Last year, a new centre-right coalition government surprised friends and enemies alike with an accord that included a 49% CO2 emission reduction by 2030 (more than the 40% EU member states agreed on after Paris) as well as closure of all coal power stations by 2030. It also included a carbon price floor of €18/ton starting in 2020, rising to €40/ton in 2030.
Now, a cross-party coalition of 7 parties in Parliament, representing 75%, have said they will agree on a law requiring the Netherlands to cut greenhouse gas emissions by 95 percent by 2050, compared with the level in 1990.
The law also targets a 49 percent reduction in emissions by 2030, and requires the electricity supply to become carbon neutral by 2050, reports Reuters.
The proposed bill, expected to come into effect next year, did not give an estimate for the cost of reaching the goals, nor an indication of how they might be achieved, Reuters adds.
“Politicians can’t deny climate change,” said Jesse Klaver, leader of the environmentalist Green Left party, at the presentation of the draft bill. “This makes clear which targets we should meet,” Socialist Party leader Lilian Marijnissen added. “These can no longer be discussed.”
“The ministry of Economic Affairs has asked all sectors involved in the reduction of greenhouse gasses to come up with plans to meet the climate goals in the coming weeks”, notes Reuters. “But progress has reportedly stalled as large industrial companies fear they will become less competitive if the Dutch want to take on climate change faster than other European countries. Industry is responsible for a quarter of the total CO2 emissions in the Netherlands, with 12 large companies responsible for 75 percent of that amount.”
The change in Dutch climate policy is partially related to the problems of the Dutch gas sector, long a mainstay of national energy policy, which held back more ambitious renewable energy targets. The government announced in March that it will end production from the giant Groningen field by the end of the next decade, in an effort to stop a string of relatively small, but damaging earthquakes caused by gas extraction.
On 25 June, the government announced it had made a deal with Shell and ExxonMobil, the two partners in gas production company NAM, which operates the field.
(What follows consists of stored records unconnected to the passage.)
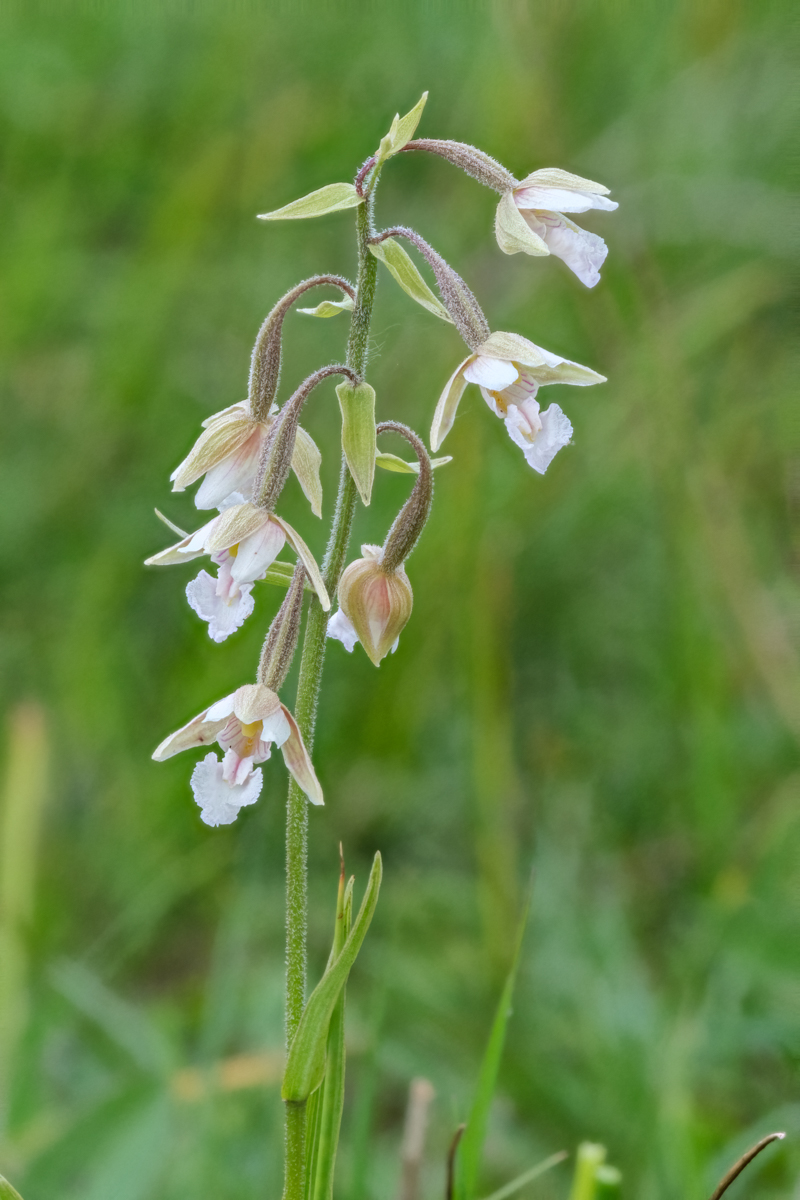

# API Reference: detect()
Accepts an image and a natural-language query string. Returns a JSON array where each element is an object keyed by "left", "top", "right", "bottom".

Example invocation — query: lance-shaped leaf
[
  {"left": 281, "top": 854, "right": 383, "bottom": 1104},
  {"left": 456, "top": 892, "right": 530, "bottom": 1200},
  {"left": 297, "top": 296, "right": 353, "bottom": 317},
  {"left": 309, "top": 876, "right": 355, "bottom": 1200},
  {"left": 291, "top": 425, "right": 323, "bottom": 517},
  {"left": 271, "top": 514, "right": 331, "bottom": 612},
  {"left": 369, "top": 238, "right": 453, "bottom": 325},
  {"left": 258, "top": 184, "right": 362, "bottom": 221},
  {"left": 375, "top": 91, "right": 428, "bottom": 166},
  {"left": 375, "top": 450, "right": 452, "bottom": 475},
  {"left": 336, "top": 379, "right": 378, "bottom": 504}
]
The companies will not submit a claim for missed revenue due to the Dutch government’s decision to halt gas production, reports Reuters.
“A lot of gas will be left in the ground,” Economy minister Eric Wiebes said at the presentation of his deal with the oil majors responsible for extracting Groningen gas. “That gas is the property of the oil companies, but they will not submit a claim and the government is not required to compensate them.”
Some 450 billion cubic meters (bcm) of gas will be left in the ground, Wiebes said, with an estimated value of approximately 70 billion euros.
NAM will be required to pump as much gas as the government says is needed in the coming years. In return, it will see its share of the revenue from Groningen rise from 10 to 27 percent, Wiebes said, starting this year.
As part of the deal, NAM will also contribute a total of 500 million euros to strengthen the economy in the Groningen region, with the government another 500 million.